Reporters from "nonfriendly" countries are also present, the channel said, referring to foreign media outlets from nations that oppose Russia's invasion of Ukraine, including the U.S.

Ahead of the event, media representatives were invited to take their temperature and pass through "a special disinfecting frame with silver ions," the Russian state news agency Tass said, adding that this was to minimize any viral infection spread.

Holding a yellow folder, Putin strides into the event

Holding a yellow folder, Putin strode confidently into the event on time and apparently raring to go.

Moderators said they were ready with thousands of questions, including some on what Russia calls its special military operation in Ukraine.

State TV counts down to Putin's news conference

NBC News

State TV channel Russia 24, which is broadcasting the press conference live, is calling it the “most important event of the year.”

Russia 24 Putin Countdown Timer
State broadcaster Russia 24 displays a countdown timer ahead of Putin's appearance in front of a live televised audience.Russia 24

Putin takes questions from the public and journalists at his end-of-year news conference

Russian President Vladimir Putin is holding his end-of-year news conference today for the first time since he ordered his country's forces to invade Ukraine.

This year, ordinary citizens will also have a chance to call in with their questions. Journalists — some of whom lined up for hours in freezing temperatures to get into the Moscow event — will also get to put their queries to the Russian leader.
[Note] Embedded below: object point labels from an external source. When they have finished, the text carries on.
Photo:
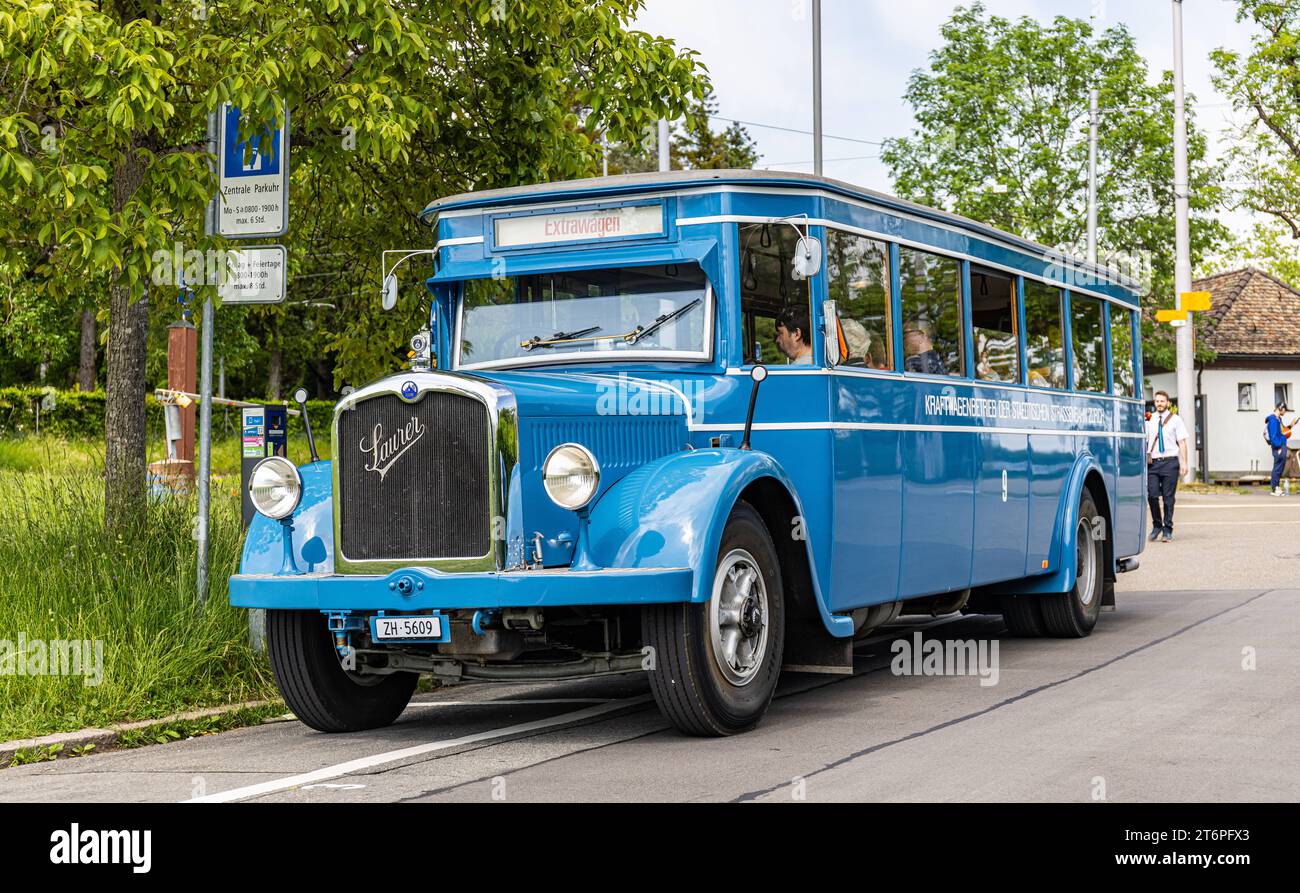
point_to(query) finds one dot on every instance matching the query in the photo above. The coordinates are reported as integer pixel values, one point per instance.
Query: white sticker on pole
(252, 178)
(255, 276)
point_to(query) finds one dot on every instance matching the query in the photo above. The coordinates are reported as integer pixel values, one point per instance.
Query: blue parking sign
(252, 177)
(265, 150)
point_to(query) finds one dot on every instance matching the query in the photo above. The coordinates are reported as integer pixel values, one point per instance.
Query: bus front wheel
(714, 666)
(317, 688)
(1073, 614)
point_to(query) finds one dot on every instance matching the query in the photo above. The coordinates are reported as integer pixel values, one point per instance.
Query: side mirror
(300, 399)
(390, 291)
(758, 375)
(807, 259)
(831, 332)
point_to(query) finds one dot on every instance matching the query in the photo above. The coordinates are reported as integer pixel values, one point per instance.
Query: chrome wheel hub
(1084, 562)
(737, 616)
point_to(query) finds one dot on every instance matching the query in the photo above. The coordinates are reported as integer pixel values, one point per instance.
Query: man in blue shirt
(1278, 443)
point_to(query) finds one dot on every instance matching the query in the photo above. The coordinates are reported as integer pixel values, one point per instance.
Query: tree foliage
(693, 144)
(1001, 137)
(391, 102)
(1264, 85)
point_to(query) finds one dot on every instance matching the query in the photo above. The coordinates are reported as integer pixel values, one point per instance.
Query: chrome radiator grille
(414, 478)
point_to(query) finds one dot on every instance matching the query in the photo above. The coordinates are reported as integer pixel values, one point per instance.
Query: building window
(997, 351)
(931, 313)
(1246, 397)
(857, 272)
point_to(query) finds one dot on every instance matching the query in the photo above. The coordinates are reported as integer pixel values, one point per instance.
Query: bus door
(1001, 460)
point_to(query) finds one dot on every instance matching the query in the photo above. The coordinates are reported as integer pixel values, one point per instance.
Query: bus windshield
(644, 312)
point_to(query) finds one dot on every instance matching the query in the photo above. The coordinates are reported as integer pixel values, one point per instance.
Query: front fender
(313, 529)
(671, 512)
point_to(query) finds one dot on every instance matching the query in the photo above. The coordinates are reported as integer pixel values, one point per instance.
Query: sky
(759, 56)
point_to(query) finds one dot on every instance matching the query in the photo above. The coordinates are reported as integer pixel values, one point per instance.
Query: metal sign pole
(203, 478)
(817, 87)
(204, 475)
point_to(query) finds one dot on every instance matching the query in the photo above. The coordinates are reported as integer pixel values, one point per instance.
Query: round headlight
(274, 488)
(571, 476)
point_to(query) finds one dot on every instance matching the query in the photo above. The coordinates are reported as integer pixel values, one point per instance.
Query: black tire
(689, 684)
(315, 684)
(1023, 615)
(1074, 614)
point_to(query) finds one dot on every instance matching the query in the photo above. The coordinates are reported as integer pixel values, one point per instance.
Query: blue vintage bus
(705, 425)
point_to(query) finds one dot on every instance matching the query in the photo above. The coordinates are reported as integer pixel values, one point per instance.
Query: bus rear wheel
(315, 685)
(1073, 614)
(714, 666)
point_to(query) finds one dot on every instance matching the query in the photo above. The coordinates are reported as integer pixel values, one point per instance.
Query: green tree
(1269, 246)
(1265, 86)
(1001, 137)
(693, 144)
(104, 112)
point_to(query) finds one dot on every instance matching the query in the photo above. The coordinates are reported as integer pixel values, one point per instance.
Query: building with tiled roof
(1253, 329)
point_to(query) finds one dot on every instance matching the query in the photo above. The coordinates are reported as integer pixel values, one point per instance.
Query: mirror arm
(389, 273)
(307, 423)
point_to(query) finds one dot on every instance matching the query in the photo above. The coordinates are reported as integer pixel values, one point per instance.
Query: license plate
(408, 628)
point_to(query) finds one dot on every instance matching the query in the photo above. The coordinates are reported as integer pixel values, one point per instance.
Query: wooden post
(177, 475)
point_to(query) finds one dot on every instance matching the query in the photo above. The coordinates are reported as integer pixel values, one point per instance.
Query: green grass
(63, 579)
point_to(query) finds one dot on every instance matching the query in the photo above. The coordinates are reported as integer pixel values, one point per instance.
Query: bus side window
(1122, 350)
(767, 290)
(993, 319)
(1043, 342)
(1087, 338)
(858, 282)
(930, 286)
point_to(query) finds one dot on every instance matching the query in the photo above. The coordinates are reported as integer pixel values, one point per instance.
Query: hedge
(79, 415)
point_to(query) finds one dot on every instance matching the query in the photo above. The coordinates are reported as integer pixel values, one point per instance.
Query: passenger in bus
(792, 334)
(857, 342)
(918, 349)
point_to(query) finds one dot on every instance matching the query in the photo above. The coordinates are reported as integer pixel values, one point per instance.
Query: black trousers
(1161, 484)
(1279, 463)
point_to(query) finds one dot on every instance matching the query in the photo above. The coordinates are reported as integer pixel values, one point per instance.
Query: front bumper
(415, 589)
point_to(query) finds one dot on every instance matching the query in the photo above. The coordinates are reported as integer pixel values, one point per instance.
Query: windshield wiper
(558, 338)
(638, 333)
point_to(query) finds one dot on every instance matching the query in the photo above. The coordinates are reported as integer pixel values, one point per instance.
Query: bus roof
(670, 180)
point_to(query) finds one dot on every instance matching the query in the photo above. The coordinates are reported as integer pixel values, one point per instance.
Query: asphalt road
(1182, 694)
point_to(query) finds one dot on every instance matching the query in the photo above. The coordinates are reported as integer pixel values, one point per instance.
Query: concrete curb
(104, 737)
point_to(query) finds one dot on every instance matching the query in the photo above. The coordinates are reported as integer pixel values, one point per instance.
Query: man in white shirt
(1166, 462)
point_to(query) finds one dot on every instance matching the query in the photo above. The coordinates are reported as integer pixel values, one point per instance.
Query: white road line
(521, 701)
(417, 750)
(1196, 524)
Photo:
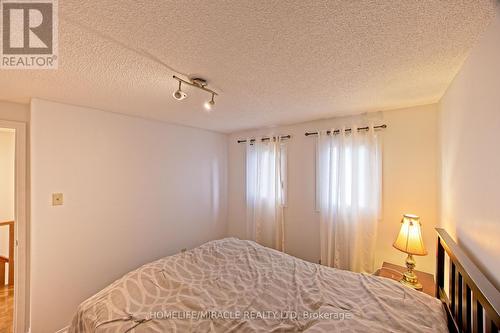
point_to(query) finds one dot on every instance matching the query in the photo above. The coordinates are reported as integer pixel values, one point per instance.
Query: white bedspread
(231, 285)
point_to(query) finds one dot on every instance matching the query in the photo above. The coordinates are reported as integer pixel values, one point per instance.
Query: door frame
(21, 227)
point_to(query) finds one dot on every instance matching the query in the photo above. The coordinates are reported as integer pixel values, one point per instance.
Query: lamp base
(409, 278)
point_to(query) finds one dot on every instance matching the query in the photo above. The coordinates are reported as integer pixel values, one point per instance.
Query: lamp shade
(410, 236)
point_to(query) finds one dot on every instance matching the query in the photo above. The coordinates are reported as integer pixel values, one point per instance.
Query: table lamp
(410, 241)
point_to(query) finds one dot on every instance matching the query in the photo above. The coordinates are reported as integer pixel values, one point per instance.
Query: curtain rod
(347, 130)
(267, 138)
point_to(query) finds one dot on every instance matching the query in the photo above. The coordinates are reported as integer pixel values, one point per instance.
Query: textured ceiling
(274, 62)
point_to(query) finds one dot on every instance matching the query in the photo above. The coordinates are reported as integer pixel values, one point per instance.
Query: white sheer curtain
(266, 192)
(349, 195)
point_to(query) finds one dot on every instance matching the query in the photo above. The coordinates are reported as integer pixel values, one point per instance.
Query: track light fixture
(197, 83)
(179, 94)
(209, 104)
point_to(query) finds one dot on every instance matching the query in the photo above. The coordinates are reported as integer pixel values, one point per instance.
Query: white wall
(7, 154)
(470, 138)
(409, 185)
(134, 191)
(14, 111)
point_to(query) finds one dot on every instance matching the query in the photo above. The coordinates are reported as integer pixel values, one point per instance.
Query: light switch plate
(57, 199)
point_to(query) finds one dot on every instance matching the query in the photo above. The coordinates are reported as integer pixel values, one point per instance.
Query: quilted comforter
(231, 285)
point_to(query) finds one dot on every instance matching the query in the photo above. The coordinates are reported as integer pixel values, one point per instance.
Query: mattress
(232, 285)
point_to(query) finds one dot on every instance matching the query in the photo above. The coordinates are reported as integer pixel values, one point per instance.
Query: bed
(233, 285)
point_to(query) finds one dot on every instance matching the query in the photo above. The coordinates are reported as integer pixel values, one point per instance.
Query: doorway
(7, 224)
(13, 228)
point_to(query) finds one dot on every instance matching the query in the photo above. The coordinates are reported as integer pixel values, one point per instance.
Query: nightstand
(395, 272)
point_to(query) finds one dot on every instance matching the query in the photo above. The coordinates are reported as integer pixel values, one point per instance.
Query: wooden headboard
(474, 303)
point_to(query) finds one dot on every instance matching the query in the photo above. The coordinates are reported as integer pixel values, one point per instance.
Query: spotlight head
(209, 104)
(179, 95)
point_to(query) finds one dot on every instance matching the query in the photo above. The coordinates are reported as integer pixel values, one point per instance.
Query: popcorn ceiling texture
(274, 62)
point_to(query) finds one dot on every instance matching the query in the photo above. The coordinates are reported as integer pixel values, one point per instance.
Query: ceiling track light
(197, 83)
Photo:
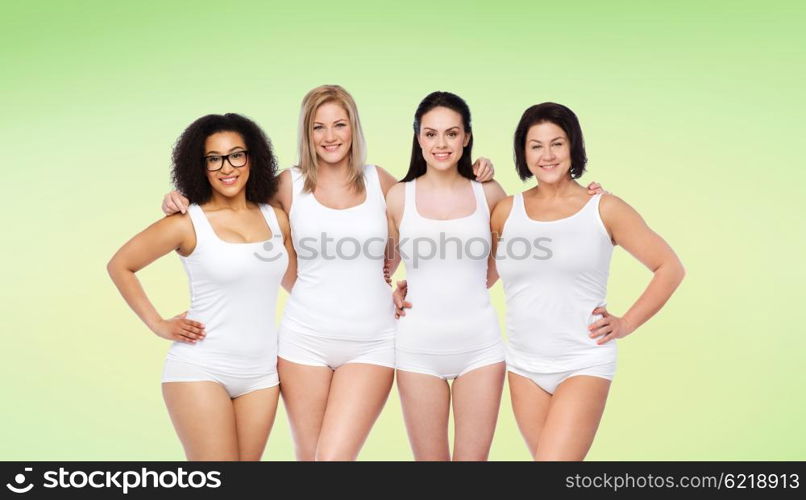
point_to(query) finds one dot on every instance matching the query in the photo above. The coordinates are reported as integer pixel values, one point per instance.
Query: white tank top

Putin has heavily limited his interaction with the foreign media since fighting began in Ukraine in February 2022, but international journalists were invited this year.

Last year, he did not hold his usual call-in show with ordinary Russians or his traditional session with reporters as the fighting in Ukraine raged. His annual state-of-the-nation address was also delayed by a year until February.